Financial Terms T

Term: The mortgage term is the length of time over which a mortgage loan must be repaid.

Term Assurance: A form of life assurance. The insured individual is covered against death within a fixed period of time, depending upon the payment of the insurance premiums. If the insured dies within the policy term the sum assured is paid out to a nominated benificiary. If the insured person survives the agreed term of the premium, the insurance ends with no money being paid to the policyholder.

Terminal Bonus: A bonus paid at the end of an endowment mortgage. The amount paid out depends on the performance of the investment fund being used to repay the mortgage.

Tied Agents: Advisers and agents that have access to mortgages not normally found on the high street. They may be associated with a particular financial organisation or estate agent and are not, therefore, fully independent.

Top Up Loan: A type of second mortgage, used to provide an overall loan in excess of the loan to value ratio allowed by the primary lender. Top up loans will invariably be charged at a higher rate than the first mortgage.

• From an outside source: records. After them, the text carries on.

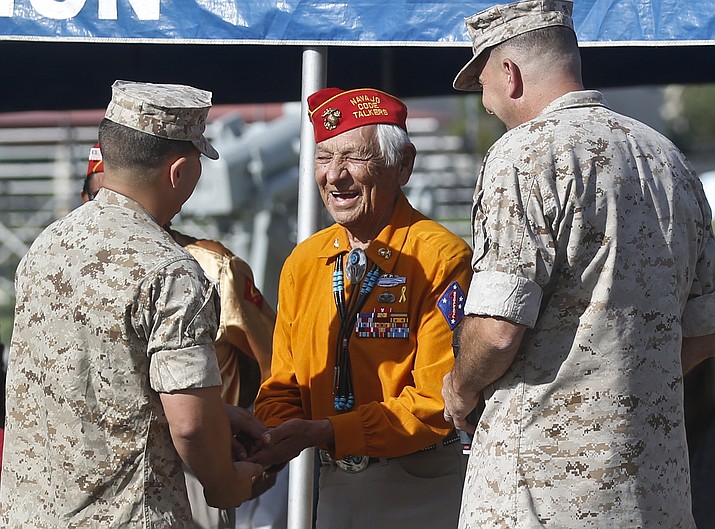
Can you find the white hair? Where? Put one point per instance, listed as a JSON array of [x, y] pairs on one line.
[[392, 140]]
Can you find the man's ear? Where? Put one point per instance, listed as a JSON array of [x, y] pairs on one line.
[[176, 170], [513, 78], [406, 163]]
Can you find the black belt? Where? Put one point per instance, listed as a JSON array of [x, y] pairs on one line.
[[355, 464], [453, 437]]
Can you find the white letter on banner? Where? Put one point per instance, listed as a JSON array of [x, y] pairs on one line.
[[144, 9], [58, 10], [7, 8]]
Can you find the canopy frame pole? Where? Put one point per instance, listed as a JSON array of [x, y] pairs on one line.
[[302, 468]]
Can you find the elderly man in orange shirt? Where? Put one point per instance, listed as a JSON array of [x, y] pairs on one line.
[[363, 332]]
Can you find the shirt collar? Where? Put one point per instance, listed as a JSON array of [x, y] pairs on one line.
[[386, 247]]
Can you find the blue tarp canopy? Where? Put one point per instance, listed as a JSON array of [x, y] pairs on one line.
[[66, 53]]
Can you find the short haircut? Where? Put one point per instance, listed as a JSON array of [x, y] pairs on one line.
[[392, 140], [552, 41], [126, 148]]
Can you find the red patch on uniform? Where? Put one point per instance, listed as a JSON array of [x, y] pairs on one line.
[[252, 294]]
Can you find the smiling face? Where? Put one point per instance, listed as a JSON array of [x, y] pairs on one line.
[[357, 189]]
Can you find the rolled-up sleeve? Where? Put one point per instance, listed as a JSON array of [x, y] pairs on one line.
[[180, 316]]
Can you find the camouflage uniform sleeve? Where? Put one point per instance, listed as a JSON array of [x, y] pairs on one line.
[[699, 314], [511, 261], [178, 313]]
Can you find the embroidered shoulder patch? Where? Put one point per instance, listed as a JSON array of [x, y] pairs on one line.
[[451, 304]]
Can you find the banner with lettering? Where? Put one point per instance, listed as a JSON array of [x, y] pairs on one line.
[[359, 22]]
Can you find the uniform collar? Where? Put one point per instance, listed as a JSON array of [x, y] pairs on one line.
[[581, 98]]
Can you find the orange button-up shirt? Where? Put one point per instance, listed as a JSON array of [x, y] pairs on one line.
[[397, 381]]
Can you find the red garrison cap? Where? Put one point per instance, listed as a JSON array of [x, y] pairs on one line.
[[96, 165], [334, 111]]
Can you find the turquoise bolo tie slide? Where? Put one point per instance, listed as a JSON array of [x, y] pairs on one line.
[[356, 266]]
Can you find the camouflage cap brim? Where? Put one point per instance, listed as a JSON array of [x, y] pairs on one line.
[[500, 23]]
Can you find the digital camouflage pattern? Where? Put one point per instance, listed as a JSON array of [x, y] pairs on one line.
[[591, 229], [174, 112], [110, 311], [503, 22]]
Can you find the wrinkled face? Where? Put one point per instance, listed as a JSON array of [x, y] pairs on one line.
[[357, 189]]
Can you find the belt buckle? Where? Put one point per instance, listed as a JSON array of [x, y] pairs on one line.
[[353, 464], [349, 464]]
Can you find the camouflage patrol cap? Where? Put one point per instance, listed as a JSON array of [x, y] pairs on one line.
[[503, 22], [171, 111]]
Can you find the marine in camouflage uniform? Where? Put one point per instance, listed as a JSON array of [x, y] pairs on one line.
[[593, 245], [114, 331]]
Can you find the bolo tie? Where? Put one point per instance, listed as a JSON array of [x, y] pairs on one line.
[[355, 269]]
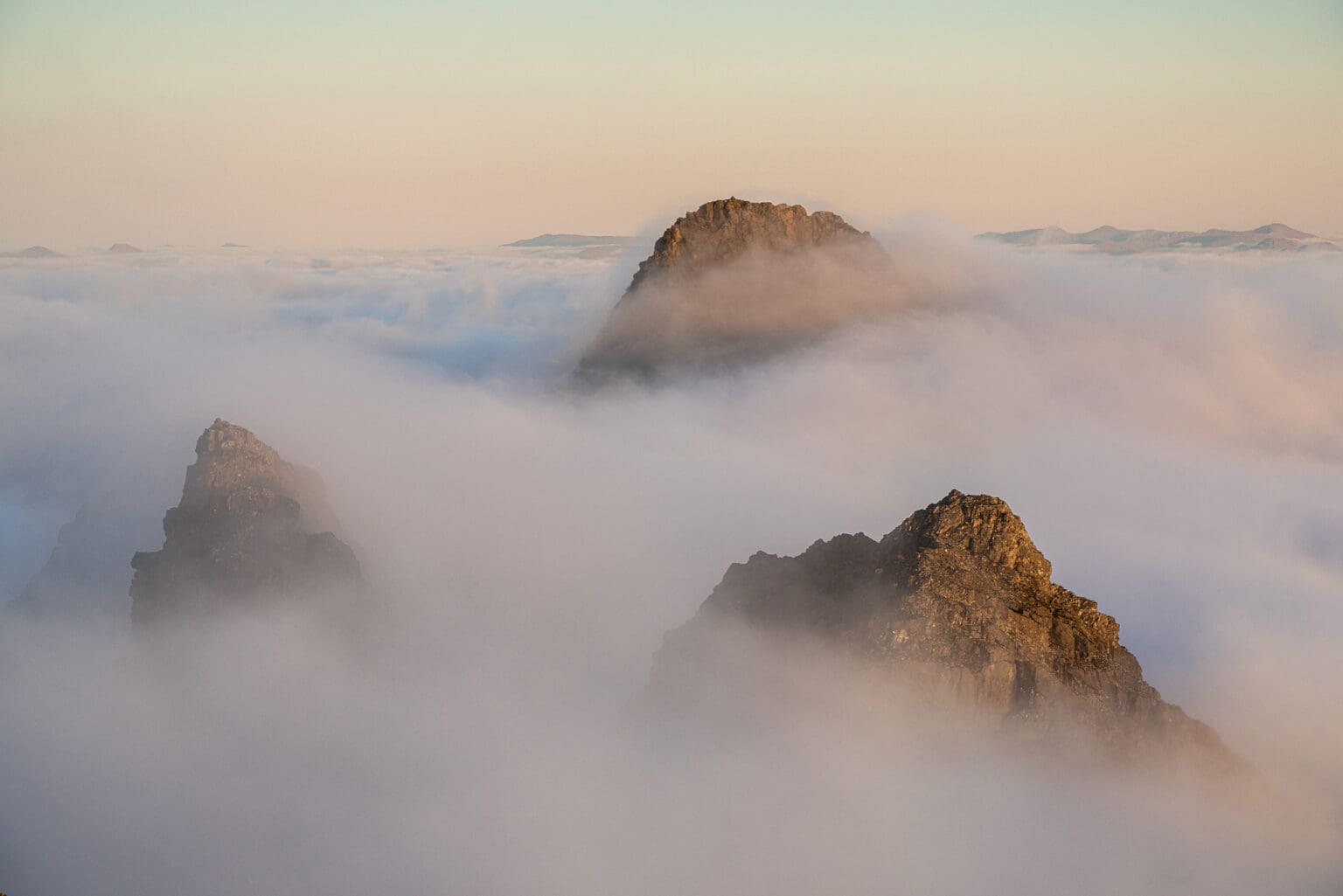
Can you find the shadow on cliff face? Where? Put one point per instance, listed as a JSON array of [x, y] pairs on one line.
[[1167, 428]]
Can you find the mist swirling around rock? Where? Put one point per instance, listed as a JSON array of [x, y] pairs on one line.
[[739, 281]]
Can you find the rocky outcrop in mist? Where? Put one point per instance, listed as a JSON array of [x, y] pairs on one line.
[[1112, 240], [738, 281], [250, 530], [87, 570], [957, 608]]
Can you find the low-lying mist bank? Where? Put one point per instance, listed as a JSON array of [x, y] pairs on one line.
[[1170, 428]]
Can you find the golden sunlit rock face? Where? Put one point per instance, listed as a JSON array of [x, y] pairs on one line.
[[739, 281]]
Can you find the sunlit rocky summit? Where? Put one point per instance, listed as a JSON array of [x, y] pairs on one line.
[[955, 608], [252, 530], [738, 281]]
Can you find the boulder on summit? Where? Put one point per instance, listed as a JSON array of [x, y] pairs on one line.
[[250, 530]]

Tracker Mortgages: This type of mortgage follows the Bank of England Base Rate, or the lender’s Standard Variable Rate (SVR), plus or minus a given percentage. For example, if a two-year tracker mortgage has a rate equal to the Base Rate plus 0.5%, if the Base Rate is 4.5%, interest rate on the mortgage will be 5.0%. If the Base Rate drops to 4.0%, the tracker mortgage rate will fall to 4.5%. If the mortgage tracks the lender’s SVR it may not necessarily change in line with the Base Rate. It is also possible to obtain mortgages that track other rates, such as LIBOR (London Interbank Offered Rate; the rate at which banks lend money to each other), but these products are less readily available.